I was shocked to see Victor Mair’s post Stanley Insler, 1937-2019 at the Log just now. Mair writes:
Stanley was born on June 23, 1937 in New York City and received his B.A. from Columbia College in 1957. He did postgraduate studies at the University of Tübingen (1960-1962), carried out research at the University of Madras, and received his Ph.D. from Yale University in 1963. In the same year he became a member of the faculty at Yale where he remained until his retirement in 2012. Stanley served as Chair of the Department of Linguistics from 1978-1989. […]
Stanley’s translation of the Avestan Gāthās is widely regarded as the modern standard. He made a conspicuous contribution to the study of the Gāthās by contesting the extreme ritualistic interpretation applied to them by earlier scholars. […]
In the Grammatik der Prakrit-Sprachen by Thomas Oberlies and Richard Pischel, Stanley’s insight into the mutual influence of phonological and morphological change in Pali is enshrined as “Insler’s Law” […].
Upon learning of Stanley’s passing, Don Ringe exclaimed, “This is quite a shock; Stanley was planning to attend the East Coast Indo-European Conference here in June. He was a good friend, a good colleague, and a great Sanskritist and Indo-Iranianist.”

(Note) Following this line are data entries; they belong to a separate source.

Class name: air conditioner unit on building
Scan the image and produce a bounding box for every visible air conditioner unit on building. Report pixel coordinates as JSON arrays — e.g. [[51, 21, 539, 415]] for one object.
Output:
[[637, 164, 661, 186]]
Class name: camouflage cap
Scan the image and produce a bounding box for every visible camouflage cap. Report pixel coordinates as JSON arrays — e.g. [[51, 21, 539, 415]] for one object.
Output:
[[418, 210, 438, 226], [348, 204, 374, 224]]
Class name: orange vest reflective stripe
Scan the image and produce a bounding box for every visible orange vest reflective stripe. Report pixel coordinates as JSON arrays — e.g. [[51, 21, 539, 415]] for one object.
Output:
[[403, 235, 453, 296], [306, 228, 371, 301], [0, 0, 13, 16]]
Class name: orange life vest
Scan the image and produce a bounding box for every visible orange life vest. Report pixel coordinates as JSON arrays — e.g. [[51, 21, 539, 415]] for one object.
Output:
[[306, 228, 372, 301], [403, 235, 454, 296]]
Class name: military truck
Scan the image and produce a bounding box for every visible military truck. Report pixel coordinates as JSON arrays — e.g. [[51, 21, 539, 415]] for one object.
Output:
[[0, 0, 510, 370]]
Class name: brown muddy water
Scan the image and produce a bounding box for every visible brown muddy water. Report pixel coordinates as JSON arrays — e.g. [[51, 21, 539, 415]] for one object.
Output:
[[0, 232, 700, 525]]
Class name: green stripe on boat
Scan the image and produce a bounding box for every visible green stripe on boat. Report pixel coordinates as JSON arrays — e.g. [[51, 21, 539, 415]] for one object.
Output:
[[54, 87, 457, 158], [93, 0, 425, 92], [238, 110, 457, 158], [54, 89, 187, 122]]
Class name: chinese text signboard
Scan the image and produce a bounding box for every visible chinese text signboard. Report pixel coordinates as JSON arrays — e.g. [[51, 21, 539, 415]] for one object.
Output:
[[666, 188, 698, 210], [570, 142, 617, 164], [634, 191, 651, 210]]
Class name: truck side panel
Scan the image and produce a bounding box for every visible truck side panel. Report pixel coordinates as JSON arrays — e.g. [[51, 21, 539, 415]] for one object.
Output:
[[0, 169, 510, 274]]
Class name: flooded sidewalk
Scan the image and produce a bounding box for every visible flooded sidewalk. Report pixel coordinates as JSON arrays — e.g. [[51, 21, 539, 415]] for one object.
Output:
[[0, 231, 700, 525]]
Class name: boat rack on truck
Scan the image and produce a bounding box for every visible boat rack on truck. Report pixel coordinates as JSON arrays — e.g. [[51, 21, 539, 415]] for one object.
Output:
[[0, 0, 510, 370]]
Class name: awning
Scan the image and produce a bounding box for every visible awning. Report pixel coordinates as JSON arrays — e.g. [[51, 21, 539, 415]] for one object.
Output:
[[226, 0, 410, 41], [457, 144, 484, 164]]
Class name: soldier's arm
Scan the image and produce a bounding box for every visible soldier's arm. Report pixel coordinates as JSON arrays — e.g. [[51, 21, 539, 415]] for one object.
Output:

Stephanie Jamison adds, “He was an inspiring — and exacting — teacher.”
Stanley taught me Sanskrit back in the early ’70s, and I was in awe of his knowledge of the Indo-Iranian languages and his eagerness to impart it to his students. He was, as Stephanie says, exacting, and we didn’t get along especially well — he was appalled by both my disinclination to learn devanagari (I was an Indo-Europeanist, not a Sanskritist, and I only cared about the linguistic material, not the writing system) and my tendency to show up in class clutching a cup of coffee (hey, it was my first class in the morning and I was barely awake), and I was put off by his sarcasm and occasionally harsh treatment of students (though in that he didn’t differ much from the rest of the grad school faculty). But I respected the hell out of him, and I’m sorry he’s gone. There aren’t many scholars of his caliber.
He must have been pretty young when he taught you. I was a bit surprised to see the year of birth because I had supposed he was older than that, but that probably just means that back when I was in college in the mid-Eighties any professor roughly the same age as my own parents (both born the year immediately after Prof. Insler’s nativity) seemed impossibly/arbitrarily old even though I am older than that now myself. Sanskrit is the primary class I ended up not taking as an undergrad that I’ve regretted omitting ever since, although given the reputed rigor of his pedagogy perhaps it would not have been been a good fit for the slacker dilettante I was back then.
I guess he was, but he seemed ageless to me: a combination of spry youth and wizened scholar. (I was so clueless then — but then in the early 1970s such cluelessness, unthinkable now, was pretty common — that I told a fellow student I envied Insler’s success with women, who always seemed to be flocking around him; it took me a long time to undrop my jaw when my interlocutor explained to me that he was gay.)